King Charles I gave Russell permission to build as many houses on his land as he saw fit – after Russell had paid £2,000 into the royal coffers. That was a staggering amount of money at the time.

Russell got straight to work, commissioning famous architect Inigo Jones to design and oversee a building scheme for the site. A church and three grand terraces were built around a large square, attracting wealthy residents.

The south side of the square saw a market appear around 1654, bringing in its wake coffee houses, taverns, and prostitutes, and the wealthy families sought accommodation elsewhere. Later, Harris’s List of Covent Garden Ladies, describing prostitutes and where to find them, demonstrated the extent to which this trade operated in the area.

Then William Russell, Lord Russell, married Rachel Wriothesley, the heiress of Bloomsbury, a former manor to the immediate north of Covent Garden. This union expanded the Bedford Estate.

On 11 May 1694, the Russell family were advanced further, bestowed with the title Duke of Bedford.

Old picture of the Covent Garden Piazza London 1768

Theatre Royal

The first Theatre Royal at Covent Garden was opened in the 1660s. When it burnt down, the Theatre Royal Drury Lane was built on the same site, opening in 1674. It was knocked down more than a century later, making way for the much larger new Theatre Royal which operated from 1795 to 1809.

Unfortunately fire also claimed this building, in 1809.

Old picture of the New Theatre Royal Covent Garden London 1809

The site was once again used for a replacement theatre building, which opened in 1812. It has stood the test of time, and still operates today.

Market Hall 1830

Providing a more permanent trading centre in the area, a market hall designed by Charles Fowler was built in Covent Garden in 1830.

End of the Bedford Estate at Covent Garden

Herbrand Russell, 11th Duke of Bedford, agreed to sell the Covent Garden estate in 1913. Harry Mallaby-Deeley, an MP and land speculator, agreed to pay £2 million.

It turned out to be a terrible deal for the buyer. The following year the Great War, later known as World War I, broke out. By the time Mallaby-Deeley sold his option to the Beecham family in 1918, the year the war ended, he only received £250,000.

The Beecham Estates and Pills Limited owned Covent Garden between 1924 and 1928, when it was transferred to another compay part-owned by the Beechams, called Covent Garden Properties. They sold some of the local properties, using the money to invest in property across other parts of London.

Market Traders 1950

Two minutes of silent footage recorded in 1950 shows what an important commercial centre Covent Garden’s streets once were.

Various – Covent Garden (1950) – British Pathé on YouTube

In 1962, the newly established government body the Covent Garden Authority paid £3,925,000 for the market and bulk of remaining properties in the area.

They had plans to rip down the historic market, since the facilites and local roads were completely unsuitable for modern vehicles, and redevelop the area.

Redevelopment Plans 1971

In 1971, local people fought hard to save their community. The local authority wanted to rehouse tenants and tear their homes down for redevelopment.
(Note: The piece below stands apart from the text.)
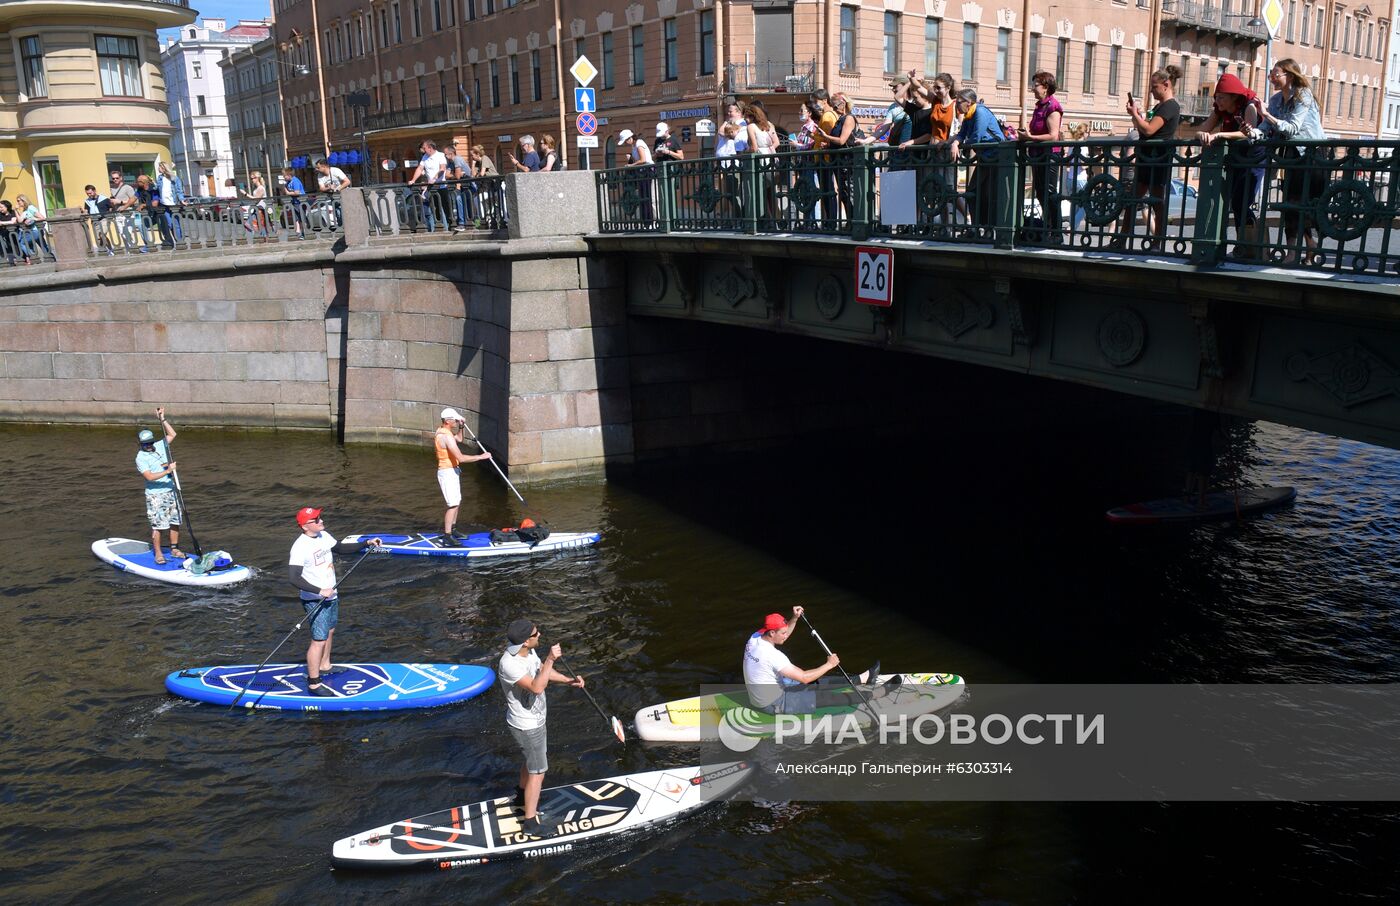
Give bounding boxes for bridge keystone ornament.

But that would mean leaving all the friends and relatives they saw on a daily basis.

Even the policeman was happy to take a protest leaflet to read later.
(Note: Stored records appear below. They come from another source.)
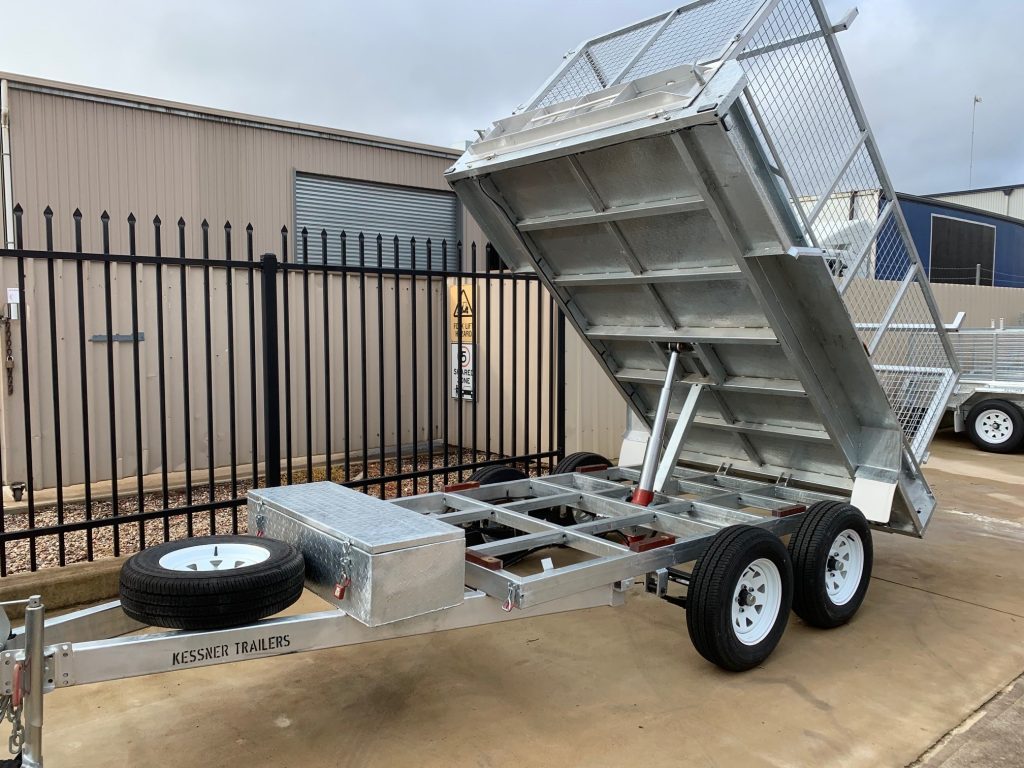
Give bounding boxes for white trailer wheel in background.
[967,399,1024,453]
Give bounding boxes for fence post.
[556,308,567,462]
[260,253,282,488]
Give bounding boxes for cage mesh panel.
[870,281,952,454]
[536,57,606,110]
[737,0,955,458]
[532,0,761,109]
[950,332,1024,382]
[623,0,762,79]
[587,21,662,84]
[536,20,665,108]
The final word is given to a man who says that the area’s redevelopment will lead to high costs of living and the working classes will be pushed away by the middle classes. 

1970s Covent Garden | Locals refuse to be moved! | 1970s London | Have your say | Today | 1971: ThamesTv (YouTube)
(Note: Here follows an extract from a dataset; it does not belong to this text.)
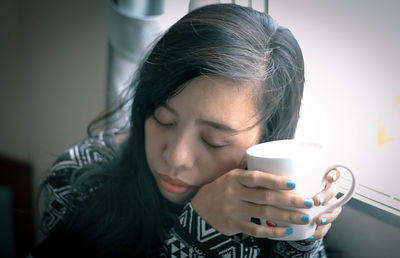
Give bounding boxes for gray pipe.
[105,0,165,130]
Thankfully this caused an outcry, leading to the listing of the buildings around the square in 1973. 

Instead, the market found new premises in Nine Elms.

The Covent Garden market was redeveloped as a shopping centre in 1980, becoming one of London’s tourist hot spots. It was sold, along with several other properties in the area, to a property investment company in 2006.

In 2021, the average cost of a flat in the Covent Garden area was almost £1.5 million, well beyond the majority of households in the UK.